More than 200 economists and researchers, including 15 Nobel laureates, warned Monday that AI's economic transformation may outpace society's ability to adapt.
More than 200 researchers and economists, including 15 Nobel laureates and staff from OpenAI, Anthropic and Google, called on governments Monday to urgently build policies and institutions addressing AI's economic impact, warning the transition could unfold in years rather than decades.
"Steam, electricity, and computers each gave societies decades to adapt. AI may give us only a few years," said Anton Korinek, a University of Virginia professor who joined Anthropic's economic research team in March and helped organize the initiative.
The signatories include OpenAI finance chief Sarah Friar, Google DeepMind Chief Scientist Jeff Dean, Anthropic co-founder Jack Clark, and Nobel laureates Michael Spence, Daron Acemoglu and Simon Johnson. The statement calls for deeper research on AI's economic effects and policies to navigate risks including large-scale job displacement.
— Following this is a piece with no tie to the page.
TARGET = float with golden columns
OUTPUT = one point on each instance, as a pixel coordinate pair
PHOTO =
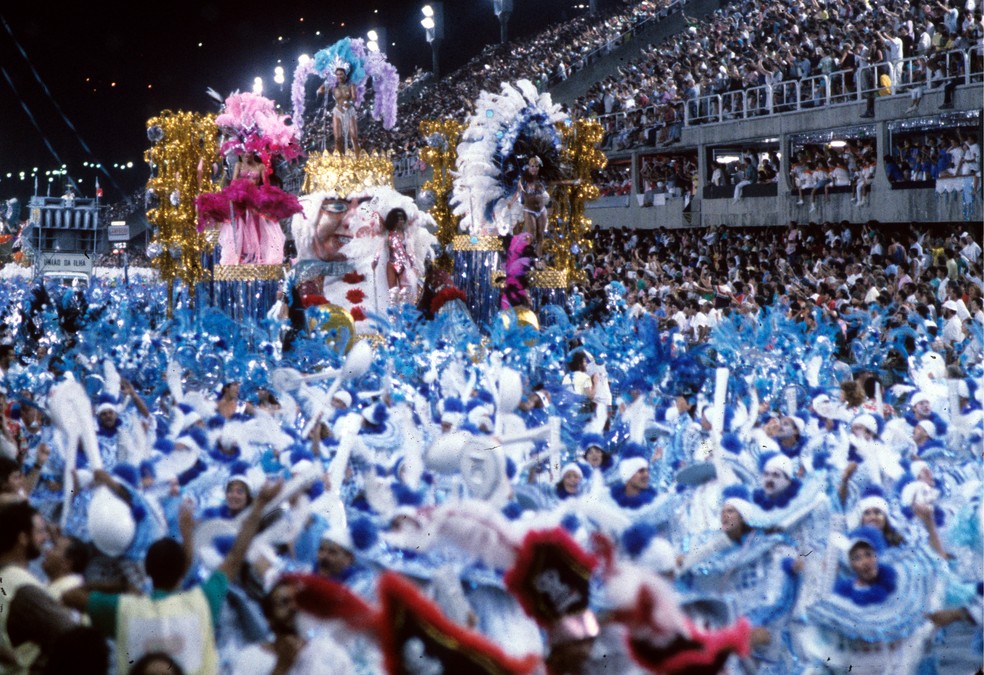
(343, 248)
(510, 129)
The warning arrives as AI-related investment already strains the broader economy. Four large tech companies — Alphabet, Amazon, Meta Platforms and Microsoft — are expected to spend $720 billion this year, mostly on data centers, according to analysts. That spending has pushed memory chip costs up as much as 400% between 2024 and the end of this year, JPMorgan Chase economists estimate, and contributed to a 5.9% year-over-year rise in electricity prices in May.
The expert statement draws a direct line between AI's potential and the Industrial Revolution but stresses a critical difference in pace. "We cannot improvise our strategy and institutions in the middle of the transformation; waiting for certainty means arriving too late," Korinek said. The group urged governments and technology leaders to begin building guardrails now rather than reacting after disruption has occurred.
The call for policy action coincides with mounting evidence that AI's physical infrastructure is already reshaping inflation dynamics. Core inflation, according to the Fed's preferred measure, stood at 3.4% in May, well above the central bank's 2% target. Economists at Evercore ISI described a "wave of AI-related cost pressures spilling over into consumer prices" that remains in early stages. Apple last month raised laptop and iPad prices by 15% to 25%, citing component costs it called unprecedented in speed and scale. Microsoft will increase Xbox console prices by $100 on Aug. 1, while Dell and HP have raised laptop prices.
Fed Officials Weigh AI's Inflationary Toll
Federal Reserve policymakers have increasingly focused on AI's price impact. Chair Kevin Warsh, who took over May 22, has said AI should eventually make the economy more efficient and reduce inflation, but acknowledged July 1 that AI investment is currently boosting demand. New York Fed President John Williams said Thursday that if AI creates a sustained impulse of demand relative to supply, "that's the kind of situation where you don't look through this." Minutes from the Fed's June 16-17 meeting showed many officials share those concerns.
The last time the Fed faced a comparable supply-driven inflation shock was during the pandemic-era semiconductor shortage of 2021-2023, when core PCE peaked at 5.6% and the central bank raised rates by 525 basis points over 16 months. While the current AI-driven price pressures are more contained — economists forecast a roughly half-percentage-point boost to core consumer prices by year-end — they follow successive waves of tariff increases and energy price spikes from the Iran conflict, leaving inflation above target for more than five consecutive years.
"If this creates a sustained impulse to demand relative to supply in inflation, I do think that's the kind of situation where you don't look through this," Williams said.
What Comes Next
The signatories did not propose specific legislation but called for the creation of new institutions modeled on those built during previous technological shifts. The statement's organizers — Korinek, Erik Brynjolfsson, Ajay Agrawal and Tom Cunningham — plan to follow with detailed policy proposals in coming months. For investors, the growing consensus among economists and AI researchers signals that regulatory risk for the sector is rising, even as the infrastructure buildout continues to accelerate.
This article is for informational purposes only and does not constitute investment advice.